The Looming Economic Scenarios
By Justin Gardner | Related entries in Economy, MoneyAll told, I’m betting we’re looking at $1 trillion in stimulus in the next few years.
The economy is about $14 trillion in size, so that’s potentially more than a trillion dollars beyond what has already been expended on rescue measures. (Obama and the Democratic-led Congress are starting much smaller—about $60 billion in stimulus measures will be taken up in the lame-duck session, and then, after the Inaugural, most second-round proposals are in the range suggested by the Princeton economist Alan Blinder over the weekend; two per cent of G.D.P., or about $280 billion.) Even without a very large stimulus, Obama will likely be the first President to preside over a $1 trillion federal-budget deficit.

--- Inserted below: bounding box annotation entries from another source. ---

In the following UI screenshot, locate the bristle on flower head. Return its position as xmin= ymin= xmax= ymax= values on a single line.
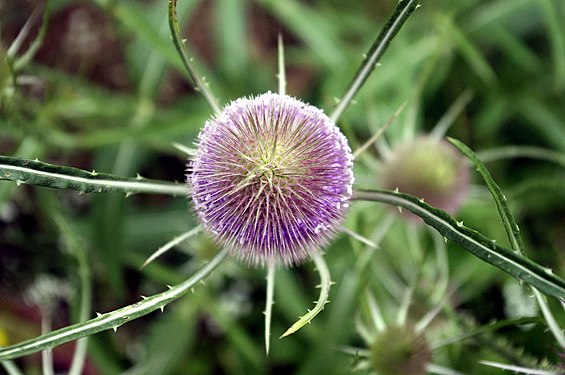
xmin=188 ymin=92 xmax=353 ymax=266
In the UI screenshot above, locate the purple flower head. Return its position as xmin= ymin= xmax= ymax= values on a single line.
xmin=188 ymin=92 xmax=353 ymax=266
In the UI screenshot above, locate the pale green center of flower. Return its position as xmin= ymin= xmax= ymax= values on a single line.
xmin=237 ymin=146 xmax=293 ymax=197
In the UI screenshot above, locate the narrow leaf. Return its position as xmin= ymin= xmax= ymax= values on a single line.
xmin=330 ymin=0 xmax=420 ymax=122
xmin=0 ymin=248 xmax=229 ymax=361
xmin=354 ymin=190 xmax=565 ymax=299
xmin=448 ymin=138 xmax=524 ymax=254
xmin=0 ymin=155 xmax=188 ymax=195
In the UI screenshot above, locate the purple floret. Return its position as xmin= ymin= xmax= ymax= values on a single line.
xmin=188 ymin=93 xmax=353 ymax=266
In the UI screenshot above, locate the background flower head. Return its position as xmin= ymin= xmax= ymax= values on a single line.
xmin=188 ymin=93 xmax=353 ymax=265
xmin=382 ymin=136 xmax=471 ymax=217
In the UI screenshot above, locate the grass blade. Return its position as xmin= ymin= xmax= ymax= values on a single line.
xmin=169 ymin=0 xmax=222 ymax=114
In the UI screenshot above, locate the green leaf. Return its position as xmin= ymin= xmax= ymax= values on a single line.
xmin=448 ymin=138 xmax=524 ymax=254
xmin=0 ymin=155 xmax=188 ymax=195
xmin=330 ymin=0 xmax=420 ymax=122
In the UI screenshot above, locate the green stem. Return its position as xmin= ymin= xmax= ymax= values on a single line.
xmin=169 ymin=0 xmax=222 ymax=114
xmin=265 ymin=264 xmax=276 ymax=355
xmin=0 ymin=155 xmax=189 ymax=195
xmin=353 ymin=190 xmax=565 ymax=299
xmin=279 ymin=254 xmax=332 ymax=339
xmin=330 ymin=0 xmax=420 ymax=122
xmin=0 ymin=248 xmax=229 ymax=361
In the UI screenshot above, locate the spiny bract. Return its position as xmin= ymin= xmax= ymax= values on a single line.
xmin=188 ymin=92 xmax=353 ymax=266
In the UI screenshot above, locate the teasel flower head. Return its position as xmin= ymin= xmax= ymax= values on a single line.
xmin=370 ymin=325 xmax=432 ymax=375
xmin=381 ymin=136 xmax=471 ymax=218
xmin=187 ymin=92 xmax=353 ymax=266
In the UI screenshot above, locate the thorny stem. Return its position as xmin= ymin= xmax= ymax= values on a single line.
xmin=330 ymin=0 xmax=420 ymax=122
xmin=0 ymin=248 xmax=229 ymax=361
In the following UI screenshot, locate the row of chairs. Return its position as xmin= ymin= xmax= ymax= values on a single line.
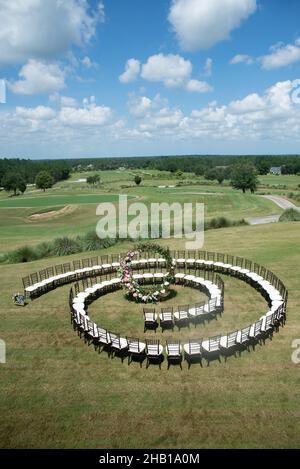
xmin=143 ymin=298 xmax=221 ymax=332
xmin=22 ymin=251 xmax=286 ymax=302
xmin=71 ymin=292 xmax=285 ymax=368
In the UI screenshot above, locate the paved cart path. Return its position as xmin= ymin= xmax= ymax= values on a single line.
xmin=245 ymin=195 xmax=300 ymax=225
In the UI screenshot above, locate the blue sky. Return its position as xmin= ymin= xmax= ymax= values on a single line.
xmin=0 ymin=0 xmax=300 ymax=158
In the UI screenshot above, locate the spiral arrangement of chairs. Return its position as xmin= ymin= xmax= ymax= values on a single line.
xmin=23 ymin=251 xmax=288 ymax=367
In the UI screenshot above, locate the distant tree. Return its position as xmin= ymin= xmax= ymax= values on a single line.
xmin=215 ymin=168 xmax=226 ymax=184
xmin=231 ymin=163 xmax=258 ymax=193
xmin=86 ymin=174 xmax=100 ymax=186
xmin=204 ymin=168 xmax=226 ymax=184
xmin=35 ymin=171 xmax=54 ymax=192
xmin=256 ymin=159 xmax=271 ymax=175
xmin=2 ymin=173 xmax=26 ymax=195
xmin=134 ymin=174 xmax=142 ymax=186
xmin=18 ymin=179 xmax=27 ymax=194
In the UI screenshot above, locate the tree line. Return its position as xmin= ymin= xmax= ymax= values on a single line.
xmin=0 ymin=155 xmax=300 ymax=194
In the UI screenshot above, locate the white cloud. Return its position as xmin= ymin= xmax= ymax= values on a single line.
xmin=230 ymin=38 xmax=300 ymax=70
xmin=186 ymin=80 xmax=213 ymax=93
xmin=81 ymin=55 xmax=98 ymax=69
xmin=128 ymin=96 xmax=153 ymax=117
xmin=119 ymin=59 xmax=141 ymax=83
xmin=16 ymin=106 xmax=56 ymax=120
xmin=119 ymin=53 xmax=212 ymax=93
xmin=168 ymin=0 xmax=257 ymax=51
xmin=229 ymin=54 xmax=254 ymax=65
xmin=0 ymin=0 xmax=104 ymax=64
xmin=58 ymin=103 xmax=112 ymax=127
xmin=141 ymin=54 xmax=193 ymax=87
xmin=259 ymin=40 xmax=300 ymax=70
xmin=204 ymin=57 xmax=213 ymax=77
xmin=9 ymin=59 xmax=65 ymax=95
xmin=0 ymin=80 xmax=300 ymax=155
xmin=49 ymin=93 xmax=78 ymax=107
xmin=229 ymin=93 xmax=266 ymax=113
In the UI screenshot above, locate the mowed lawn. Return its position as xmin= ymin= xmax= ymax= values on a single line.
xmin=0 ymin=193 xmax=119 ymax=208
xmin=0 ymin=181 xmax=282 ymax=253
xmin=0 ymin=223 xmax=300 ymax=448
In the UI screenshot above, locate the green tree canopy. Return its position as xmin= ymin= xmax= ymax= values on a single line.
xmin=231 ymin=163 xmax=258 ymax=193
xmin=1 ymin=172 xmax=26 ymax=195
xmin=35 ymin=171 xmax=54 ymax=192
xmin=86 ymin=174 xmax=100 ymax=186
xmin=134 ymin=174 xmax=142 ymax=186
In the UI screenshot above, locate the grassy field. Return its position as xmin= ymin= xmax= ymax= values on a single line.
xmin=0 ymin=171 xmax=281 ymax=253
xmin=0 ymin=223 xmax=300 ymax=448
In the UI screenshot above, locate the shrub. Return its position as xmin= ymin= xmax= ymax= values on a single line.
xmin=7 ymin=246 xmax=38 ymax=264
xmin=279 ymin=208 xmax=300 ymax=221
xmin=51 ymin=236 xmax=81 ymax=256
xmin=35 ymin=241 xmax=53 ymax=259
xmin=77 ymin=231 xmax=117 ymax=251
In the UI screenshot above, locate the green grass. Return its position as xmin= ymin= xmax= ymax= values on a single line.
xmin=0 ymin=223 xmax=300 ymax=448
xmin=0 ymin=176 xmax=281 ymax=254
xmin=258 ymin=174 xmax=300 ymax=189
xmin=32 ymin=205 xmax=62 ymax=215
xmin=0 ymin=194 xmax=123 ymax=208
xmin=279 ymin=208 xmax=300 ymax=222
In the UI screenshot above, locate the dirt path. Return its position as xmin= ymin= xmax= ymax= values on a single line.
xmin=245 ymin=195 xmax=300 ymax=225
xmin=262 ymin=195 xmax=300 ymax=211
xmin=28 ymin=205 xmax=78 ymax=221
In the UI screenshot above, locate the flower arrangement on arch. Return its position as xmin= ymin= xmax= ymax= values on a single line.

And then Krugman, via Drum…
So we need a fiscal stimulus big enough to close a 7% output gap. Remember, if the stimulus is too big, it does much less harm than if it’s too small. What’s the multiplier? Better, we hope, than on the early-2008 package. But you’d be hard pressed to argue for an overall multiplier as high as 2.When I put all this together, I conclude that the stimulus package should be at least 4% of GDP, or $600 billion.
Yes, it’ll hurt, but not doing anything will hurt even more.
This entry was posted on Wednesday, November 12th, 2008 and is filed under Economy, Money. You can follow any responses to this entry through the RSS 2.0 feed. You can leave a response, or trackback from your own site.











November 12th, 2008 at 10:09 am
Has anyone bothered to ask where this money is going to come from ?
Increasing taxes won’t do it, especially given the fact that tax hikes have a generally negative impact on the economy.
All we’re talking about here is the Fed opening up the printing presses and increasing the money supply. That sounds like hyperinflation to me.
November 12th, 2008 at 11:23 am
Where’s the part where it’s explained to us why this is a good idea, ie, what specific good effect this is going to have? Someone needs to start telling me stories about specific sum of money x used for specific purpose y with concrete outcome z.
Otherwise I can’t help but imagine such expenditures acting as a temporary propping up of fundamentally unsound practices and the establishment of new expesnive programs.
Exhibit A, GM. If taxpayers take over the benefits and pensions(which they shouldn’t anyway), GM still can’t compete due to large labor cost disparities. They’ll keep churning out lower quality vehicles than Toyota and Honda, and they’ll keep losing market share. Especially if fuel costs are high. The day of reckoning for the guys making 30, 40, 50 bucks per hour to mop a plant floor or screw on a door HAS to come. I don’t like saying that, but its true.
If Obama supports big giveaways without serious industry-fixing concessions simply because he wants to show he cares about the little guys, I’m ready to commit to him being a one-termer even though I voted for him. It’ll be an easy choice.
Like I have been saying elsewhere, whatever “stimulus plan” the next President and congress come up with, it has to figure out what the decent jobs are going to be for comparatively unskilled Americans over the next several decades. That’s the big question. Maybe the only one.